Over the years, public housing policy had slipped into an sterile mix of complex red tape, soggy bureaucracy and, during the Reagan tenure, political favoritism or worse.

Gradually, the people public housing was supposed to benefit most with a little hope, opportunity and decent shelter -- those, in other words, at the bottom of the income ladder -- received less and less attention.

Basically, Washington's housing efforts became unimaginative, often wasting taxpayer resources.

This year brought stirring change, in part because of the ideas and energy of Jack Kemp, the former Buffalo-area congressman who now serves as secretary of the Department of Housing and Urban Development.

Among other innovations, the bill, which authorizes more than $50 billion over two years, includes more than $1 billion to help low-income people buy their own homes and apartments, a long-time Kemp objective.

Help with ending dependency

The bill emphasizes partnerships between various levels of government and private groups in order to employ diverse approaches to fulfill housing needs. It stresses rehabilitation of existing housing over new construction -- with state and local governments required to put up more money if they prefer new construction.

Together, these strategies nourish greater innovation, conservation of existing resources and fuller opportunities for low-income people to choose their own shelter and win rewards for breaking out of dependency.

Underlining this philosophy, Bush, signing the bill, said: "We want public housing to become a springboard for independence, not a bottomless pit for dependency."

For that to work fully remains a tall order, but at least the philosophy points in a direction worth taking.

Protections in sale of mortgages

So too is the direction of a couple of other provisions tucked into this omnibus legislation: more stringent regulation for borrowers of Federal Housing Administration-backed loans, and broader protection for home owners from foul-ups in the sale of their mortgages by one financial institution to another.

Pressed in Congress by Rep. John LaFalce, D-Town of Tonawanda, the latter provision requires financial institutions to inform potential borrowers that their mortgages might be sold. Firms must inform borrowers if their mortgages are actually sold, and late payment fees must be waived during 60 days immediately after the transfer, when borrowers could be confused by the changes.

This safeguards consumer interests.
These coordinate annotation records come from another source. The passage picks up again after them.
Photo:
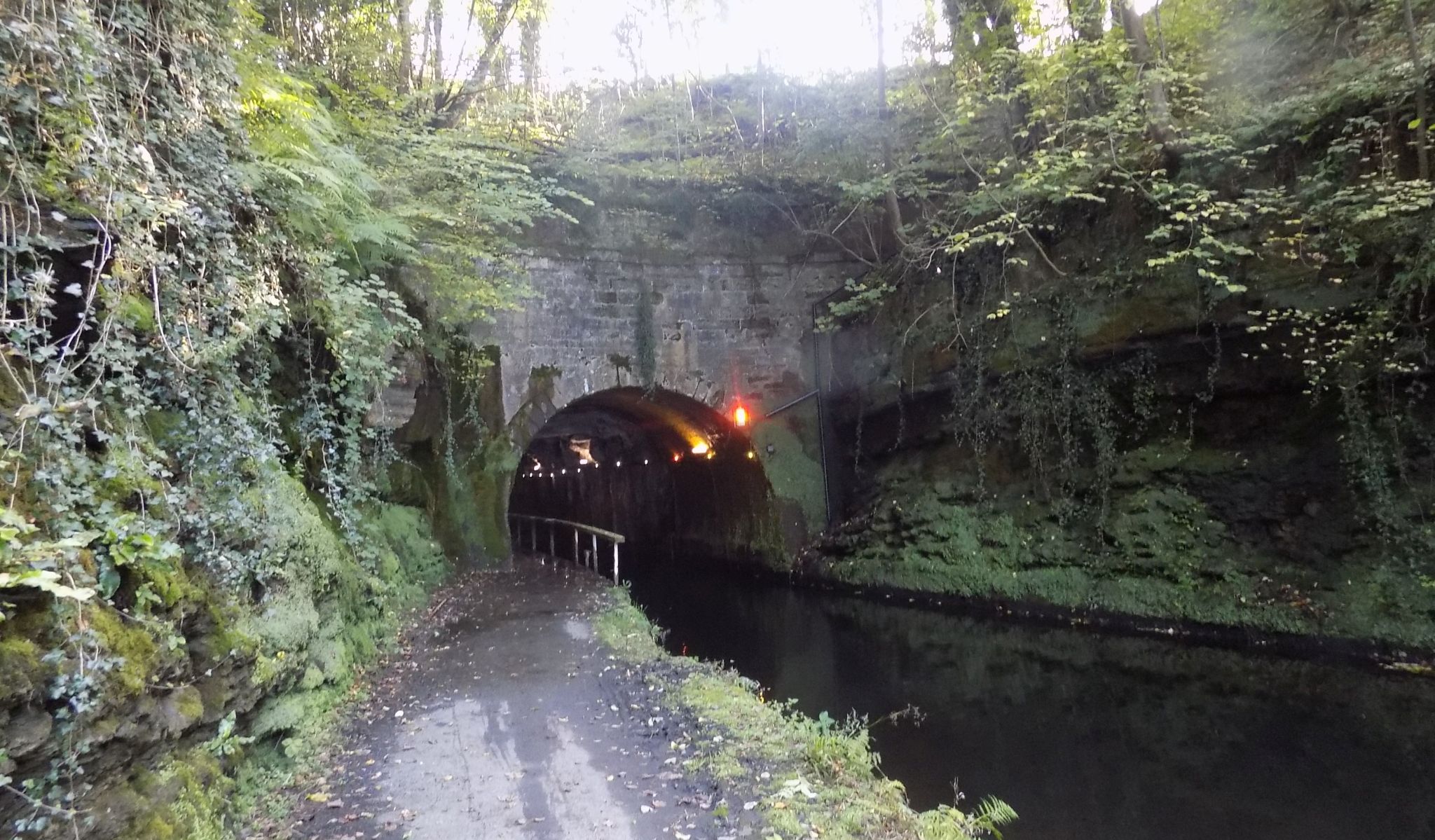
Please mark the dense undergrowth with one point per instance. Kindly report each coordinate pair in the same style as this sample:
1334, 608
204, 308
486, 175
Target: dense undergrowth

So too, indirectly, do the tighter regulations that include higher upfront closing costs that will be required for home-buyers to secure FHA home loans.

No one wants such an excellent program to collapse, victimized by losses similar to those that destabilized the savings and loan industry. The toughened rules for potential home-buyers will help prevent that.

With its new directions, this bill emerged from a long, rigorous battle in Congress and between Congress and the administration. But if the self-help philosophy works, the victory will have been well worth the fight.